Se o sequestrador invadiu sua casa e está com a arma encostada na sua cabeça, não é hora de ser valentão nem orgulhoso. Não é hora de dizer, “vá à merda, bandido! Eu morro como herói!” 

Você tem família, filhos.

Se o sequestrador apertar o gatilho, sua família vai sofrer – e lamentar que você tentou ser altivo. Passado seu enterro e o luto, os amigos dirão que você foi otário. “Reagiu com emoção, não com a razão.” 

O mundo vive um momento inédito e sombrio. As instituições já não eram o que costumavam ser – nem aqui, nem lá fora. Quase todas perderam credibilidade; algumas, o bom senso. As velhas referências não existem mais.

Por tudo isto, ao lidar com os desafios deste mundo distópico, para ser eficaz um líder precisará ter sangue frio, criatividade e visão estratégica. Estamos num jogo de xadrez, não numa rinha de galo. É hora de Churchill, não de Perón.

A família Bolsonaro jamais poderá ser perdoada pelo crime de traição que cometeu contra o País. E se a coisa ainda piorar, como é provável, não poderão alegar que não sabiam das consequências. Agiram com dolo, jogando o País no imponderável.

A saída desta barafunda cabe também a eles.

O noticiário dos últimos dias e os grupos de Whatsapp mostram que os dois extremos estão adorando esta tragédia. Os lulistas, que andavam fora de moda, ganharam nova narrativa, um novo motivo para existir: resistir.

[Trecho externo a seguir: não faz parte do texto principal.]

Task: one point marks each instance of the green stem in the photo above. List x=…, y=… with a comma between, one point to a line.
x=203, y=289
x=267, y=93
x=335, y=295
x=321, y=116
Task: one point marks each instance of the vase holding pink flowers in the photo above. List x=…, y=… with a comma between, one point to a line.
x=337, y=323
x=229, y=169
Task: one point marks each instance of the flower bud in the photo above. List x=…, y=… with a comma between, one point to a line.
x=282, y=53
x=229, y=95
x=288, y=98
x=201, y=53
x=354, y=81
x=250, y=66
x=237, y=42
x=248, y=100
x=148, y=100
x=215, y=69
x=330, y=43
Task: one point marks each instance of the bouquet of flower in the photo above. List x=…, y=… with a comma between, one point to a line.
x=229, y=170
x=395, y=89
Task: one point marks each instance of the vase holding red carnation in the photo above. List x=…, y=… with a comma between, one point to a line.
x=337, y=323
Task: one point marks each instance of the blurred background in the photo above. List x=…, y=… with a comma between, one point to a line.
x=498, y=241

Já os bolsonaristas acham que deram uma chave de pescoço no Supremo – sem se incomodar de levar o País junto.

Desde a eleição de 2018, este jornal se posicionou avesso a estes dois polos da política nacional.

“Nem PT nem Bolsonaro”, escrevemos então, e continuamos esperando o surgimento de uma onda de centro, com uma plataforma pragmática, liberal na economia e com empatia pelo ser humano. Pode ser que este dia nunca chegue, mas o País que está aí não orgulha ninguém que tenha dois neurônios. 

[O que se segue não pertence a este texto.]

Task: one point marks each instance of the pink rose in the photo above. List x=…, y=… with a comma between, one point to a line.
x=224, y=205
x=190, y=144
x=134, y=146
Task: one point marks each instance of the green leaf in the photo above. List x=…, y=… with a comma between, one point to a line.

O Brasil sofre de mediocridade crônica na economia. O Estado só sabe se financiar aumentando impostos. O Congresso continua aprovando benesses como se nada estivesse acontecendo. A eficácia e a correção do Poder Judiciário sofrem questionamentos diários. De bônus, o crime organizado avança sem que o Executivo tenha respostas.

E como se todas essas desgraças não bastassem, continuamos DESUNIDOS, divididos por agendas paroquiais e sem sequer aceitar os mesmos FATOS como base para uma discussão.

É muito difícil dar conselhos em meio a uma crise como essa — particularmente dado seu ineditismo e caráter surreal. 

Mas é de uma obviedade acaciana que, se o Brasil tentar escalar suas respostas à chantagem da Casa Branca, a economia brasileira pode entrar numa espiral de deterioração que não interessa a ninguém, e certamente será mais punitiva sobre os mais vulneráveis – como sempre.

Aqui, há de se questionar se os dois pólos da nossa política têm mesmo o patriotismo que vomitam, ou se seu “patriotismo” é apenas uma ferramenta para atingir agendas pessoais e partidárias.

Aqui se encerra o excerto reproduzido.